The estimates are based on excess deaths from 185 countries and territories. According to the Lancet, in the first half of 2021, the greatest number of deaths averted by vaccination was seen in lower middle-income countries, resulting from the significant epidemic wave in India as the Delta variant emerged.
“They found that Covid-19 vaccination prevented an estimated 19.8 million deaths out of a total of 31.4 million potential deaths that would have occurred without vaccination, a reduction of 63%,” it said.
More than three quarters (79%, 15.5 million/ 19.8 million) of deaths averted were due to the direct protection against severe symptoms provided by vaccination, leading to lower mortality rates.
The remaining 4.3 million averted deaths were estimated to have been prevented by indirect protection from reduced transmission of the virus and reduced burden on healthcare systems.

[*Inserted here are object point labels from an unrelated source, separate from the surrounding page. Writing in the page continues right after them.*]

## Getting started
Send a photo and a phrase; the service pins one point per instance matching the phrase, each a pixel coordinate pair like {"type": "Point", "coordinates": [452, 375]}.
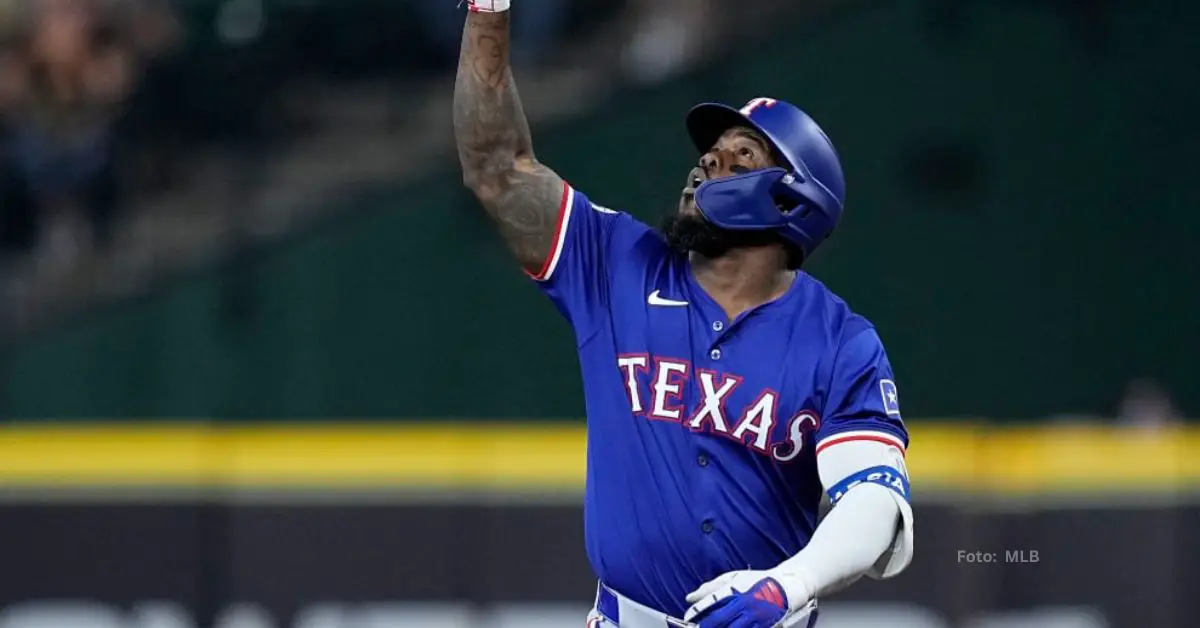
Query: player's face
{"type": "Point", "coordinates": [738, 150]}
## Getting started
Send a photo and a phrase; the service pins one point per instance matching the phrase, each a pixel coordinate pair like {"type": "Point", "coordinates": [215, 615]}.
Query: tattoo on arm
{"type": "Point", "coordinates": [495, 148]}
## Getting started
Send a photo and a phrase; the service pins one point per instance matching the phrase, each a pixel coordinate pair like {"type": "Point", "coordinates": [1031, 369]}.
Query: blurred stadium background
{"type": "Point", "coordinates": [265, 366]}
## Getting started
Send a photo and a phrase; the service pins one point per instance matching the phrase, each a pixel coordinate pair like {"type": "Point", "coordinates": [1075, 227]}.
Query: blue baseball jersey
{"type": "Point", "coordinates": [703, 430]}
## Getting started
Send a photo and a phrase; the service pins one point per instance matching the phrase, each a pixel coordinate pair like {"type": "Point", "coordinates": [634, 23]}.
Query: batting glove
{"type": "Point", "coordinates": [739, 599]}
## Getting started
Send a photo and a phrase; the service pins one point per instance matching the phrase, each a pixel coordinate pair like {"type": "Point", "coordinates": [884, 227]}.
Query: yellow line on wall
{"type": "Point", "coordinates": [546, 456]}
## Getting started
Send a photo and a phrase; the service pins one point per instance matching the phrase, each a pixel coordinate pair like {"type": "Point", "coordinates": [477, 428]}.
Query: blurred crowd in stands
{"type": "Point", "coordinates": [67, 71]}
{"type": "Point", "coordinates": [100, 100]}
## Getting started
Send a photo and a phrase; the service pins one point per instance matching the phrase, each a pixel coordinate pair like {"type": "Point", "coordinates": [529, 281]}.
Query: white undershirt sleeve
{"type": "Point", "coordinates": [868, 531]}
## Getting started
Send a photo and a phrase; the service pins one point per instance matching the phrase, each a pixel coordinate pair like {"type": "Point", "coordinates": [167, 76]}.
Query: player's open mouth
{"type": "Point", "coordinates": [694, 181]}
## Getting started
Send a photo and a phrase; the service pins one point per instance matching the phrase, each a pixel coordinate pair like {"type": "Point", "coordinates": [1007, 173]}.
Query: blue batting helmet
{"type": "Point", "coordinates": [802, 201]}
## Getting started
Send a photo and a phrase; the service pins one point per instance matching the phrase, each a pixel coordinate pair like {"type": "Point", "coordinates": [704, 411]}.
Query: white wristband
{"type": "Point", "coordinates": [487, 6]}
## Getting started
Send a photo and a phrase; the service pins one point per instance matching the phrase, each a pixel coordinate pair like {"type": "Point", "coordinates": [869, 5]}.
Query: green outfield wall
{"type": "Point", "coordinates": [1019, 227]}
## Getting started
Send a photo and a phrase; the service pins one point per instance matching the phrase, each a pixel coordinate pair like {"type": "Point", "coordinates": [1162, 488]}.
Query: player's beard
{"type": "Point", "coordinates": [693, 233]}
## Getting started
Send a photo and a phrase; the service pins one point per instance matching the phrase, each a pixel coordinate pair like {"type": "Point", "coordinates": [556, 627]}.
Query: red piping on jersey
{"type": "Point", "coordinates": [833, 441]}
{"type": "Point", "coordinates": [558, 235]}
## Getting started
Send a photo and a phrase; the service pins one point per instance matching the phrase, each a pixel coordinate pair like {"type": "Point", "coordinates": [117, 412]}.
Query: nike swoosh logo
{"type": "Point", "coordinates": [654, 299]}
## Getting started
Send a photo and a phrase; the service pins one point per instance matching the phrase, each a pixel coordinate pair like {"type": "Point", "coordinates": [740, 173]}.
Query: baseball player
{"type": "Point", "coordinates": [726, 389]}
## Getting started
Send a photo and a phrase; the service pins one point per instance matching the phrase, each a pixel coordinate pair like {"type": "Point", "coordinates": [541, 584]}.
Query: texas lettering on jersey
{"type": "Point", "coordinates": [703, 431]}
{"type": "Point", "coordinates": [755, 425]}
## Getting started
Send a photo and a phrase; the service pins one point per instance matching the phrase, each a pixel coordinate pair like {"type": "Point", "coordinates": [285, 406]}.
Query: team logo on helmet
{"type": "Point", "coordinates": [757, 102]}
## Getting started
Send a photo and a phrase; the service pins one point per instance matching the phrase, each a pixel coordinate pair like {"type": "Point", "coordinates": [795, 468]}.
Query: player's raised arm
{"type": "Point", "coordinates": [520, 195]}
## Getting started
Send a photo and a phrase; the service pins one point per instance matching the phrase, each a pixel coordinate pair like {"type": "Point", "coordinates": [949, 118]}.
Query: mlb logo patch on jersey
{"type": "Point", "coordinates": [891, 398]}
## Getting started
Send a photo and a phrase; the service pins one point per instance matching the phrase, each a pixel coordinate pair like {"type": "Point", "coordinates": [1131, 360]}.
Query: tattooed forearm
{"type": "Point", "coordinates": [520, 195]}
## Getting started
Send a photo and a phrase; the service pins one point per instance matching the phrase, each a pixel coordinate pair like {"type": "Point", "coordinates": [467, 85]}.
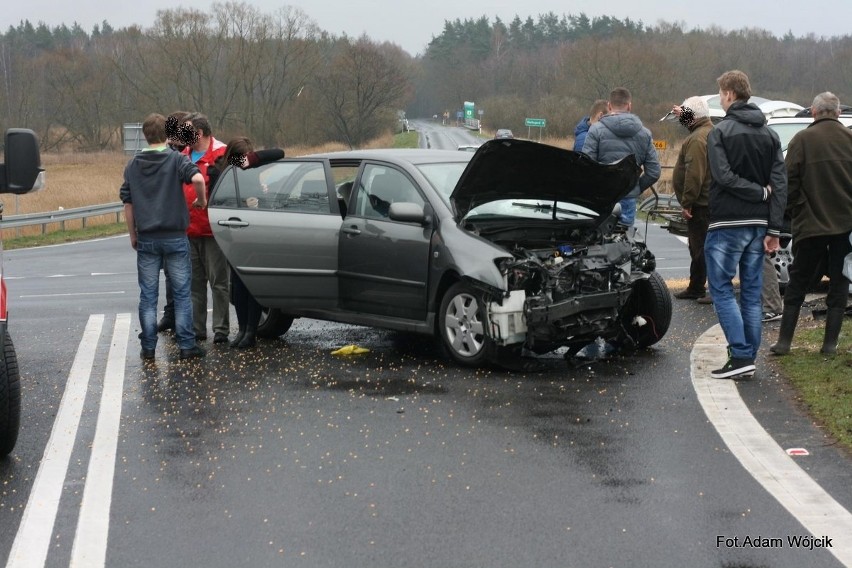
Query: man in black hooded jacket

Overall, the number of estimated deaths prevented per person was greatest in high-income countries, reflecting the earlier and wider rollout of vaccination campaigns in these areas (66 deaths prevented per 10,000 people in high-income countries vs 2.711 deaths prevented per 10,000 people in low-income countries), it said.
For the 83 countries included in the analysis that are covered by the Covax commitment to affordable vaccines, an estimated 7.4 million deaths were averted out of a potential 17.9 million (41%).
However, failure to meet the Covax target of fully vaccinating 20% of the population in some countries is estimated to have resulted in an additional 156,900 deaths.